Start with the CRTC (0x3D4):
  • Read register 0x11, clear bit 7 (to deprotect registers 00-07), write back the value
  • Then send the horizontal timing values to registers 00-05:
    Code:
    go_40col:        db 02Dh, 027h, 028h, 090h, 02Bh, 0A0h;___________
    ;         ___________/     /     |      \__     \______           \
    ;        /            ____/      |         \           \          End
    ;    Horiz.          /        Start        End        Start      Horiz.
    ;    Total     End Horiz.     Horiz.      Horiz.      Horiz.    Retrace
    ;               Display      Blanking    Blanking    Retrace
  • Set bit 7 of register 0x11 again, to re-protect those dangerous timing registers. (Probably optional, but why not be nice to your users and their potentially garbage CRTs) ;)
Then the Sequencer port (0x3C4):
  • SET synchronous reset (send 0x1 to register 00)
  • Read the Clocking Mode (register 01), set bit 3 (=divide dot clock by 2), write back the value
  • CLEAR synchronous reset (send 0x3 to register 00)
I *think* that's it - at least for the part of switching from 80 to 40 columns. About going from 200 lines/70Hz to 240/60Hz, I don't have code for that, but you can probably take those vertical timings from mode X and set them just after you do registers 00-05.
 
Last edited:
VGA monitors don't really distinguish between a horizontal resolution of 640 and 320. As far as the monitor is concerned, a raster line is just a stream of analog data, and it's agnostic of how it's divided up into pixels.

Anyway: when you're changing horizontal timings, it's not just a matter of sending out the correct register values.

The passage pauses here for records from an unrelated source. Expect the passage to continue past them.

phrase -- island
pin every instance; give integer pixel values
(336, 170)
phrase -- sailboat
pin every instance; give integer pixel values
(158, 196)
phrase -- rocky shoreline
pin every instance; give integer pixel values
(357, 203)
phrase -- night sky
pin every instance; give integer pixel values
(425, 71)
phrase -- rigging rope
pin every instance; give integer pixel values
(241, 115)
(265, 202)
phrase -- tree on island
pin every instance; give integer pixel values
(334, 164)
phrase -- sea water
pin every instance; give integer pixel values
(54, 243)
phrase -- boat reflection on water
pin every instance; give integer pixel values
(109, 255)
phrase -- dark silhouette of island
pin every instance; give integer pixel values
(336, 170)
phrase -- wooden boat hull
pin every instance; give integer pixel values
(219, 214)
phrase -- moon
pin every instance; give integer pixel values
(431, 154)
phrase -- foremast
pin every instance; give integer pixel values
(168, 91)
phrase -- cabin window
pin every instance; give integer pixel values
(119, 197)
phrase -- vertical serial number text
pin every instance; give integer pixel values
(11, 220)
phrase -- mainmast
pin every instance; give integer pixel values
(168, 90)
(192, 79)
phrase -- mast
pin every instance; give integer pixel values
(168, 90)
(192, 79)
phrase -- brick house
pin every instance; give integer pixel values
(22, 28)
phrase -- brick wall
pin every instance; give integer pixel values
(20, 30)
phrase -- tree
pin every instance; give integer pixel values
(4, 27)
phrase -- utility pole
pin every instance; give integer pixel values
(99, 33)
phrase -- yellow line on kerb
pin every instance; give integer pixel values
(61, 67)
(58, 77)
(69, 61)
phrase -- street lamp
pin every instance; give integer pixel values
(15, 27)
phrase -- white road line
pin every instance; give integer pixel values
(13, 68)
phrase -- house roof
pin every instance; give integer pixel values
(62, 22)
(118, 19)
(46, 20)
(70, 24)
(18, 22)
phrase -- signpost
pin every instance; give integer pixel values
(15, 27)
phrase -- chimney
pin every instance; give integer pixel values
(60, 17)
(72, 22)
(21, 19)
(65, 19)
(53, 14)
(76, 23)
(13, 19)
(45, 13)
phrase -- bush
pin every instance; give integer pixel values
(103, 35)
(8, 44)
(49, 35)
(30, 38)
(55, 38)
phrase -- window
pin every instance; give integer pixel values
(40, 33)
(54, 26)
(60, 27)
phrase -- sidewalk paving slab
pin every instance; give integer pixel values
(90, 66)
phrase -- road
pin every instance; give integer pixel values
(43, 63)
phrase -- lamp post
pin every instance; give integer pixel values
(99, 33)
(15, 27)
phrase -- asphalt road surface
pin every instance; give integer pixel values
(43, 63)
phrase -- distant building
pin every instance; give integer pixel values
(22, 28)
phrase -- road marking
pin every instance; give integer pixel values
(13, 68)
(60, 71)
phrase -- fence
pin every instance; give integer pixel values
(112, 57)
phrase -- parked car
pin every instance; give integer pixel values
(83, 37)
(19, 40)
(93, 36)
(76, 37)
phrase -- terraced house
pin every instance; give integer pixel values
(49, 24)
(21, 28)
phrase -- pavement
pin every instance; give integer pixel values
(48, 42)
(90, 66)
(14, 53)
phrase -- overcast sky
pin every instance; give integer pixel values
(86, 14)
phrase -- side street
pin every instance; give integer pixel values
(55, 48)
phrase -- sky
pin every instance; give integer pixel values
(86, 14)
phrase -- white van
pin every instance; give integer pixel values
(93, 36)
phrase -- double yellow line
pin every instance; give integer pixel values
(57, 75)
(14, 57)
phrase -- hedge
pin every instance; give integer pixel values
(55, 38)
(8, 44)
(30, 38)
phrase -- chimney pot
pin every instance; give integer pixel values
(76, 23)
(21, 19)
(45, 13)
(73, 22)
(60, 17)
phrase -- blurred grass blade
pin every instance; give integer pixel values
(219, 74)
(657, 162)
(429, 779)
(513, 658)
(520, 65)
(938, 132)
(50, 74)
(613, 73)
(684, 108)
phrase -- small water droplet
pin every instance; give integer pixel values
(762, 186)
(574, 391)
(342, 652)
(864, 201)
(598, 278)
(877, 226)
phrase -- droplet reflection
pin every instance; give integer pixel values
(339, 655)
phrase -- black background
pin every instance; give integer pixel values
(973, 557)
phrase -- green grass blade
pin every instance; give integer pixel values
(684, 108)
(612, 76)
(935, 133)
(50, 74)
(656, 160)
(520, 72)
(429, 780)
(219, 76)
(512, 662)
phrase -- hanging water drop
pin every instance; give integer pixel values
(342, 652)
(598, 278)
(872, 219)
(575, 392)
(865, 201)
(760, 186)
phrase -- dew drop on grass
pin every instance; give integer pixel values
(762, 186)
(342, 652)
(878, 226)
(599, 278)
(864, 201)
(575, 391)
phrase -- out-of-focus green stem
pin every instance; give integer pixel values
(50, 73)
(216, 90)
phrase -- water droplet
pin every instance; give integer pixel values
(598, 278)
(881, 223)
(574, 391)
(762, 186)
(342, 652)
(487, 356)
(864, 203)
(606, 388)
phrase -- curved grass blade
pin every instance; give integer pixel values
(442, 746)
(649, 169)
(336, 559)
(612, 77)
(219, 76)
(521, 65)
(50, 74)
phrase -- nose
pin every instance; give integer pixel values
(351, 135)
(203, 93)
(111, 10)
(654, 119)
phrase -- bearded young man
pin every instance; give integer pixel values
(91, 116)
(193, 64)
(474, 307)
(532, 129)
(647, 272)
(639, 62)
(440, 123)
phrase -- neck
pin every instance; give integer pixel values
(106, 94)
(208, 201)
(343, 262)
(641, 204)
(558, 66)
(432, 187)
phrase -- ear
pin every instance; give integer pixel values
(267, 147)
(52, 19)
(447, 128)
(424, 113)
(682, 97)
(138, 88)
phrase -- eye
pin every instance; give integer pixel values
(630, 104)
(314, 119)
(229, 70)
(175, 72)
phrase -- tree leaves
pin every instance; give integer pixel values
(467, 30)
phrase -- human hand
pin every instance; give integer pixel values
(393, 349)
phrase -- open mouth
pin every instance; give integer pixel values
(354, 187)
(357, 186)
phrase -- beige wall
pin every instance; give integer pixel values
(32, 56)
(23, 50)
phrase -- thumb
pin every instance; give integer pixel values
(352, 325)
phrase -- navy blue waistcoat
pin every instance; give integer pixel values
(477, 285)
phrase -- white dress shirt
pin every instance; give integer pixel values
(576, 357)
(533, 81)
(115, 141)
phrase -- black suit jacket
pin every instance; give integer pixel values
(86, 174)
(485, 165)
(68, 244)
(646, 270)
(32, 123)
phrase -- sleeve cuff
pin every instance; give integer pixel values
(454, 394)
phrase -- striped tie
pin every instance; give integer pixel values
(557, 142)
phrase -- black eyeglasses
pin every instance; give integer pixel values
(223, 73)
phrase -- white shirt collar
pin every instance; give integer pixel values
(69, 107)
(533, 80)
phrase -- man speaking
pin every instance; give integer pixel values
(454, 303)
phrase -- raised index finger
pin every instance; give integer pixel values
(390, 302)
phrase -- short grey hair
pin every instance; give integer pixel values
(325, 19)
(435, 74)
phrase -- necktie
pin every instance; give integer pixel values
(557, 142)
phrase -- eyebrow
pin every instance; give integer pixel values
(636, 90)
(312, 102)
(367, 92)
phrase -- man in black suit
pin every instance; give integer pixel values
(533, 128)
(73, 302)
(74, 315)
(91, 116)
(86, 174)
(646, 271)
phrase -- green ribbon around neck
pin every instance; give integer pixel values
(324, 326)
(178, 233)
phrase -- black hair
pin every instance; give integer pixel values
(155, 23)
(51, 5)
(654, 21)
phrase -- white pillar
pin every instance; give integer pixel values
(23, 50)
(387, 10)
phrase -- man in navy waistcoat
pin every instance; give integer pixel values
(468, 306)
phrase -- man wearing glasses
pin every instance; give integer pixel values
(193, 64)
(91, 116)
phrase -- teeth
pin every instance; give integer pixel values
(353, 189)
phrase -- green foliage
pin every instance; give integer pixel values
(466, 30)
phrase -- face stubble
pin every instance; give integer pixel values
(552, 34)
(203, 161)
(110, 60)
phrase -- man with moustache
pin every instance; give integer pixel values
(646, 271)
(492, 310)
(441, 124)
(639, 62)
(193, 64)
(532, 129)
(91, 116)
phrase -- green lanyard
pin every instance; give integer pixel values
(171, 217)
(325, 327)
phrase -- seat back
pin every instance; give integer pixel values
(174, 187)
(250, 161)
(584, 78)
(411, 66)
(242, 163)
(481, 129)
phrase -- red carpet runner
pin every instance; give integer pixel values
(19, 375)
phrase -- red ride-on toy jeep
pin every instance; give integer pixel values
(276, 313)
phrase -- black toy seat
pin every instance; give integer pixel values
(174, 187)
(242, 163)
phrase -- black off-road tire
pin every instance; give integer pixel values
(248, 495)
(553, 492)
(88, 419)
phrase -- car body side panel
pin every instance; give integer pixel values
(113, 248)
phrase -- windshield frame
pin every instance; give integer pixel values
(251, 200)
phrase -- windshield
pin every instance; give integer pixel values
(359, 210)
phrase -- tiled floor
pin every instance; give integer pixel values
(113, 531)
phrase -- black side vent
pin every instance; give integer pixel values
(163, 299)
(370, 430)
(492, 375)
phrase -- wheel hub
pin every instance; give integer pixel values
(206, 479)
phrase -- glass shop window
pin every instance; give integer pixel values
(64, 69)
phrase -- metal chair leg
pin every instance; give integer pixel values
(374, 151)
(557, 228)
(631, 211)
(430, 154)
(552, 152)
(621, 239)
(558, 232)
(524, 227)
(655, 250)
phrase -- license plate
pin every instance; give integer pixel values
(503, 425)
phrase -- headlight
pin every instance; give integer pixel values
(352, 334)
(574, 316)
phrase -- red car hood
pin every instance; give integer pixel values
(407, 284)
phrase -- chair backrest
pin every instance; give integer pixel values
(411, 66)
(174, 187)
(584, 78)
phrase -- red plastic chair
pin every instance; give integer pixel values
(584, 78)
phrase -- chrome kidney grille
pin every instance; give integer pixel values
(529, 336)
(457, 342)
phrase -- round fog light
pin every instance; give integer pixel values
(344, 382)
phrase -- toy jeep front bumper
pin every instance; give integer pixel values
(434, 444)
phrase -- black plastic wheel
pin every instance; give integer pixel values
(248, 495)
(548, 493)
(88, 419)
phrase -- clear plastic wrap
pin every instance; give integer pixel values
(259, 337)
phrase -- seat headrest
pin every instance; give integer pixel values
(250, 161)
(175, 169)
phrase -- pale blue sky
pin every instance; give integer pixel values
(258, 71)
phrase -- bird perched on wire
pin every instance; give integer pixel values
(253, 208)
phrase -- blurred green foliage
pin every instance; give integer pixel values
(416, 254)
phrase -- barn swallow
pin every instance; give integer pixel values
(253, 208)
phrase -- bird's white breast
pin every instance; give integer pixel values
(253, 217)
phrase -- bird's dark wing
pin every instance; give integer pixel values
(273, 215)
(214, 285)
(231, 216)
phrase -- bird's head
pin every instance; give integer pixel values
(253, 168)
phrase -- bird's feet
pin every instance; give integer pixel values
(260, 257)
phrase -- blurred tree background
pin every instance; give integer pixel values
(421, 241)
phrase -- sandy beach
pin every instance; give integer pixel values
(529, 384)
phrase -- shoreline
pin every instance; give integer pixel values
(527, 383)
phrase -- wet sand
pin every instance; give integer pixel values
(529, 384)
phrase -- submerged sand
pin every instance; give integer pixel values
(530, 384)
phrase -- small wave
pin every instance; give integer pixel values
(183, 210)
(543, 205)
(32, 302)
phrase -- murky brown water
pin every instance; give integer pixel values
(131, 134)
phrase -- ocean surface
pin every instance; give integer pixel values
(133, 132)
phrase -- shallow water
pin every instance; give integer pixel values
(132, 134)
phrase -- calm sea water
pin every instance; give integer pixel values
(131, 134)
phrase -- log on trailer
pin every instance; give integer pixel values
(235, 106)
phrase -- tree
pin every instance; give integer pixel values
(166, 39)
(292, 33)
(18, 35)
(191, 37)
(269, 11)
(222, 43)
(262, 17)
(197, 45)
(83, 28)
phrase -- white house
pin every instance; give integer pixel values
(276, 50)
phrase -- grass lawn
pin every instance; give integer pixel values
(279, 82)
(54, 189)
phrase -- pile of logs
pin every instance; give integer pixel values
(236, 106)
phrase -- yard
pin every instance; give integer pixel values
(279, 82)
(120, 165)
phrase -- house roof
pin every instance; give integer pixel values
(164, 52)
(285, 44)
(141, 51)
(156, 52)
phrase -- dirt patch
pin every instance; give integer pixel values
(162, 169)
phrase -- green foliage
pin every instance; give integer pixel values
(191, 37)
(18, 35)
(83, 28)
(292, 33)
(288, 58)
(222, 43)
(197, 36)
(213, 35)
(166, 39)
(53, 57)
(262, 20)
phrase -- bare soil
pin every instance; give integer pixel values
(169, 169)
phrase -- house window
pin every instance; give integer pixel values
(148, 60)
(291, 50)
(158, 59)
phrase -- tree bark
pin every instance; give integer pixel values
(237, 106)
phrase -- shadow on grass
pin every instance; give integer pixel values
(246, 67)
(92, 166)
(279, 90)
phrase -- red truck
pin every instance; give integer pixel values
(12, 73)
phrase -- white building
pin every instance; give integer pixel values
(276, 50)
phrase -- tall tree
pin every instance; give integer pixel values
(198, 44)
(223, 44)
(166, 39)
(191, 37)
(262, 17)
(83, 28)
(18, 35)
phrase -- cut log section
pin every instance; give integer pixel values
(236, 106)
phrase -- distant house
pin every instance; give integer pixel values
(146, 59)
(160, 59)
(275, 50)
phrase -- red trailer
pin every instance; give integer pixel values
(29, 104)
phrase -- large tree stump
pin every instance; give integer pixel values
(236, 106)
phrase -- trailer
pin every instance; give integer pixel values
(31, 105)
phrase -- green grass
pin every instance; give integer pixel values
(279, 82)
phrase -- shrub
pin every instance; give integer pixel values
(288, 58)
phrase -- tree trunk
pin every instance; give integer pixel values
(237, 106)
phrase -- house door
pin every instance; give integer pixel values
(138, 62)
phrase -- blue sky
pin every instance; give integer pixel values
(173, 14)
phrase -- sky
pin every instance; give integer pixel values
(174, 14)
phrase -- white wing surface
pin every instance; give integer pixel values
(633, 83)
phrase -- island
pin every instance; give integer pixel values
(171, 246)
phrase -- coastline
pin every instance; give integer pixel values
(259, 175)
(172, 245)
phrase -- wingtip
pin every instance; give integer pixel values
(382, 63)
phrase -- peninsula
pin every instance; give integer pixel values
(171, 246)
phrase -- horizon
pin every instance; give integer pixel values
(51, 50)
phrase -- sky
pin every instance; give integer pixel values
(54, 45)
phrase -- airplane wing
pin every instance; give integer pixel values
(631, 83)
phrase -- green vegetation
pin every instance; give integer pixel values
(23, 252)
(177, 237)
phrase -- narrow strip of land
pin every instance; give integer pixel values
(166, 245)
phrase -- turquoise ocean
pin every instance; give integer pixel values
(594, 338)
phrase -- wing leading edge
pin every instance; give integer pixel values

There's a specific sequence of things... and apparently many VGA chipsets are very finicky about it.
Let's see how I had to do it in my font editor....

Start with the CRTC (0x3D4):
  • Read register 0x11, clear bit 7 (to deprotect registers 00-07), write back the value
  • Then send the horizontal timing values to registers 00-05:
    Code:
    go_40col:        db 02Dh, 027h, 028h, 090h, 02Bh, 0A0h;___________
    ;         ___________/     /     |      \__     \______           \
    ;        /            ____/      |         \           \          End
    ;    Horiz.          /        Start        End        Start      Horiz.
    ;    Total     End Horiz.     Horiz.      Horiz.      Horiz.    Retrace
    ;               Display      Blanking    Blanking    Retrace
  • Set bit 7 of register 0x11 again, to re-protect those dangerous timing registers. (Probably optional, but why not be nice to your users and their potentially garbage CRTs) ;)
Then the Sequencer port (0x3C4):
  • SET synchronous reset (send 0x1 to register 00)
  • Read the Clocking Mode (register 01), set bit 3 (=divide dot clock by 2), write back the value
  • CLEAR synchronous reset (send 0x3 to register 00)
I *think* that's it - at least for the part of switching from 80 to 40 columns. About going from 200 lines/70Hz to 240/60Hz, I don't have code for that, but you can probably take those vertical timings from mode X and set them just after you do registers 00-05.
It worked!. I also used a software called "tweak" to test modes and I got the 40x30 mode working.

Now I need some kind of map editor to draw things in that mode. I found "the draw" but it uses regular fonts and colors.

Does anybody know any map tile editor which could be configured to use vga text mode limitations (2 color per tile)?

EDIT: I found a lot of cool editors for "ascii" art which can use custom characters for c64, ega vga etc... The best one for me is playscii, because it exports a very simple format that can be edited with notepad to arrange the elements like this: "bg color (0-15), character (0-256), fg color (0-15)".
 
Last edited:
Hi, Mills32! Does this has something to do with this demo of yours (by the way, it looks very promising):

Yes, that worked using regular text mode (720x400) converted to 640x400. I wanted to make tiles bigger so that it looks more like a graphics mode.